Signing tradition in the Suiti district was earlier classified in two types: singing and ziņģāšana. Long songs consisting of several verses and lyrics characterized by plot were called ziņģes here. Yet, it did not matter, whether the ziņģe was a popular song or written by a known composer.

Men had to sing ziņģes (ziņģāt – the verb) and women – songs, as women were supposed to be better at calling, inflection, drawing out (scientifically called drone singing), while men – at ziņģes singing. Mostly females were singing. Males sang less (because they sang ziņģes). Boys usually sang teasingly about girls; the nature of such songs was more homogenous, respectively. Women sang more and their songs were more versatile, dealing with different fields of life and domestic issues.
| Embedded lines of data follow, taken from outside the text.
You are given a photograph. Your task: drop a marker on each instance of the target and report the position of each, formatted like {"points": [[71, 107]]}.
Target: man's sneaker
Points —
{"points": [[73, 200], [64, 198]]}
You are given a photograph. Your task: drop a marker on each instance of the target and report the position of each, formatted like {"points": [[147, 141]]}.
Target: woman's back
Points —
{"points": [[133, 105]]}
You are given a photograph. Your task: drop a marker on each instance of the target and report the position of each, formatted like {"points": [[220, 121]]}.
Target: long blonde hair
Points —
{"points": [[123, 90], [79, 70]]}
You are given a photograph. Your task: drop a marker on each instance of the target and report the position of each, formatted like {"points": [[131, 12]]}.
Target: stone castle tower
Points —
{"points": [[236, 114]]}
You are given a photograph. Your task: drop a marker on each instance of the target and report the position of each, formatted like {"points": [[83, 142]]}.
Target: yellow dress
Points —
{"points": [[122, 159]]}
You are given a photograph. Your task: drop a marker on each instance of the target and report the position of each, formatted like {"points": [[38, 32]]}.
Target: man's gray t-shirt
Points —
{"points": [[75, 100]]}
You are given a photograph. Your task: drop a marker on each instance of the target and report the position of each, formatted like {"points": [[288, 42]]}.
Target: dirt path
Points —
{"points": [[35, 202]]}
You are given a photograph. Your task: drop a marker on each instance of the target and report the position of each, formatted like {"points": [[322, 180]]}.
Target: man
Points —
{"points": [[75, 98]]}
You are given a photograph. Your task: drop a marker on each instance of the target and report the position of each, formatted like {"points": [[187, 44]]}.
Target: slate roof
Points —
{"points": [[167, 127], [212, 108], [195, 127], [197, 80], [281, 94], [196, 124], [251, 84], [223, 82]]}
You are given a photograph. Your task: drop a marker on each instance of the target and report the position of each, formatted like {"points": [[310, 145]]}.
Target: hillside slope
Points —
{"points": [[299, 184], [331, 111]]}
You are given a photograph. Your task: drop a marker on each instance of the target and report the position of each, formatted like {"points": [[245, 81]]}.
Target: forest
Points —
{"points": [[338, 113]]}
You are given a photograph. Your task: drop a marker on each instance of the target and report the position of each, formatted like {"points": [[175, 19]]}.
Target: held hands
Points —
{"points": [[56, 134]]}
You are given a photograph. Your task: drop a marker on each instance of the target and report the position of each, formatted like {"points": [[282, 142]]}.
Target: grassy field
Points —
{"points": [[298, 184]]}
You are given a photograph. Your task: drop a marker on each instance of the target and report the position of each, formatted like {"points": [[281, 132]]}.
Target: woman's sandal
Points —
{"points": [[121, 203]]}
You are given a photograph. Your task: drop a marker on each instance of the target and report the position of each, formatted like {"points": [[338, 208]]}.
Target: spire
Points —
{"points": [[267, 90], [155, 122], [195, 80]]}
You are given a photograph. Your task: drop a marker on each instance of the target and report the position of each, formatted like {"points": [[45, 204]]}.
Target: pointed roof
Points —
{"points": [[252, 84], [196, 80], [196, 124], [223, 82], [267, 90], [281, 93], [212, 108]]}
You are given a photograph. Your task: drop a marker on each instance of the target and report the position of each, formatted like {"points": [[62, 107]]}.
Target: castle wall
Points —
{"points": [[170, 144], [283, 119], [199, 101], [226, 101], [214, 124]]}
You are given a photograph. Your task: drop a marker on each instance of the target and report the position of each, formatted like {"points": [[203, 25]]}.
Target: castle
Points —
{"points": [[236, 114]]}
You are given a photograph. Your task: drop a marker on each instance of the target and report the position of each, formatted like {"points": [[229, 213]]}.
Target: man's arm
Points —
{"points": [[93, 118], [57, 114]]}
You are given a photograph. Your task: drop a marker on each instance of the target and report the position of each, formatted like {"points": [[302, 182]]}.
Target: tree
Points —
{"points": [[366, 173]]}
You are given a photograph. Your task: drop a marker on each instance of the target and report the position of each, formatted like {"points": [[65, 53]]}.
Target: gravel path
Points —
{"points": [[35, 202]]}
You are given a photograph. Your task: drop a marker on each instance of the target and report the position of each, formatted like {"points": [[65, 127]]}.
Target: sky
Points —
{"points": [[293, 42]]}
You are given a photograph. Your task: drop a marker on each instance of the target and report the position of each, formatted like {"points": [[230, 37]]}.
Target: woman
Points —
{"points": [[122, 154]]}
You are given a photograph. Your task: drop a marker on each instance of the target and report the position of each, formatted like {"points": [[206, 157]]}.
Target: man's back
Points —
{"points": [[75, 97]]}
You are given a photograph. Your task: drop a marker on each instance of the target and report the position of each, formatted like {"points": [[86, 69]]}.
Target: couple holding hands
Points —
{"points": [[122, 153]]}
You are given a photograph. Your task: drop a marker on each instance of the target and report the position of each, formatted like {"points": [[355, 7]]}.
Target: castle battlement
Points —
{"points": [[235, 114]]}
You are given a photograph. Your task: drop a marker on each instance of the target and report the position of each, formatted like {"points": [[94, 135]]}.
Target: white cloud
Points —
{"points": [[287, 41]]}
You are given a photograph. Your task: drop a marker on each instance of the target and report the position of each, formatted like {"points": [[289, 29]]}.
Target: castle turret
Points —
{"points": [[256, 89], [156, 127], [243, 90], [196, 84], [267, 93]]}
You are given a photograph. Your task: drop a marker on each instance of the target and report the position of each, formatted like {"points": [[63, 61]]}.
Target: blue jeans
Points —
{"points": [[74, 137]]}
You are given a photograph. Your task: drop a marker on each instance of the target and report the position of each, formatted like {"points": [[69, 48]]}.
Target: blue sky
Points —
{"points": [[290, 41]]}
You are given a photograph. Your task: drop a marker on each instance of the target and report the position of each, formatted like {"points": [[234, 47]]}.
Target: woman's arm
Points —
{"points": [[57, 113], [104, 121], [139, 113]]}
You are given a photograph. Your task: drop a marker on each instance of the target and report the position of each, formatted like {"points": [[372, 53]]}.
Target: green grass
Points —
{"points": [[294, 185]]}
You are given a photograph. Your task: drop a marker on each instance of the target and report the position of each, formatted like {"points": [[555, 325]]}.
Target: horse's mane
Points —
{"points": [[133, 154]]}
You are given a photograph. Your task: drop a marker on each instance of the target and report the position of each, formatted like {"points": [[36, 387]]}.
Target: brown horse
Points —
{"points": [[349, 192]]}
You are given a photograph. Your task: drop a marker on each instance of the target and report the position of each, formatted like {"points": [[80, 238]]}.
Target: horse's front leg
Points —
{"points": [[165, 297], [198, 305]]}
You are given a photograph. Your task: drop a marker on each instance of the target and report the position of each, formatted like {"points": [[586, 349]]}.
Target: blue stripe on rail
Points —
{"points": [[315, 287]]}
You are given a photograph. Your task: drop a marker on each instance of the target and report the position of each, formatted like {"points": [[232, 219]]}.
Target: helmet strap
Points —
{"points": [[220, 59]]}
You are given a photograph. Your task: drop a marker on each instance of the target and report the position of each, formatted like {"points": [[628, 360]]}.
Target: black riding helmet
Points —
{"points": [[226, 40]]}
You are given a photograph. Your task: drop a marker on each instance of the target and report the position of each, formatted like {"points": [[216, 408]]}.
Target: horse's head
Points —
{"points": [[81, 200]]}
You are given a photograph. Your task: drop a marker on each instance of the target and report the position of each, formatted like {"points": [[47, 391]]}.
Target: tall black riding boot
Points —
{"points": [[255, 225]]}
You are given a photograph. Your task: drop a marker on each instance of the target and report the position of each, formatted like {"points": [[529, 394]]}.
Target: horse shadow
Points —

It took several singers, to perform folk songs. A song was introduced by a saucēja (caller). Right after having sung/called the first two lines of a verse, the saucēja paused, and the same lines were repeated by the locītāja (incliner). Simultaneously the vilcējas (the ones who were drawing out) sang their part – prolonged sound of ae. Sometimes the saucēja helps the locītāja to repeat the song lyrics. Good saucējas and locītājas were greatly respected and were often invited to weddings, even, if they were not related to the family.

Although such singing techniques may seem dull and monotonous, actually they were not. Our folk songs express their full aesthetical value only, when lyrics and musical sounds are heard and the respective action is performed (like in opera) simultaneously, for instance, in wedding ceremonies etc. Moreover, the saucējas and locītājas should act well and use facial expressions and gestures while performing each song. This type of saucējas and locītājas were in great demand for weddings.

Singing folk songs at weddings made a huge impression and set the mood. For example, when seeing off the bride to wedding ceremony and lifting her on horseback, the women seeing her off were singing sentimental lines addressed to the bride’s mother. The ritual activity combined with the singing sounds touched the present people to the core. I am not sure, whether there exist similar practices in foreign traditions. While keeping quiet for the most part, males were listening to the maidens’ singing attentively. This type of folk art educated us in terms of ethics and moral values.

The Suiti district has a unique written collection of more than 52 thousand folk songs and their varieties. They include various folk songs for different life events, as well as 113 ancient ziņģes with notes, comments and data on the persons, who told the ziņģes, are published in “Dziesminiece Veronika Porziņģe” book by Dace Nasteviča.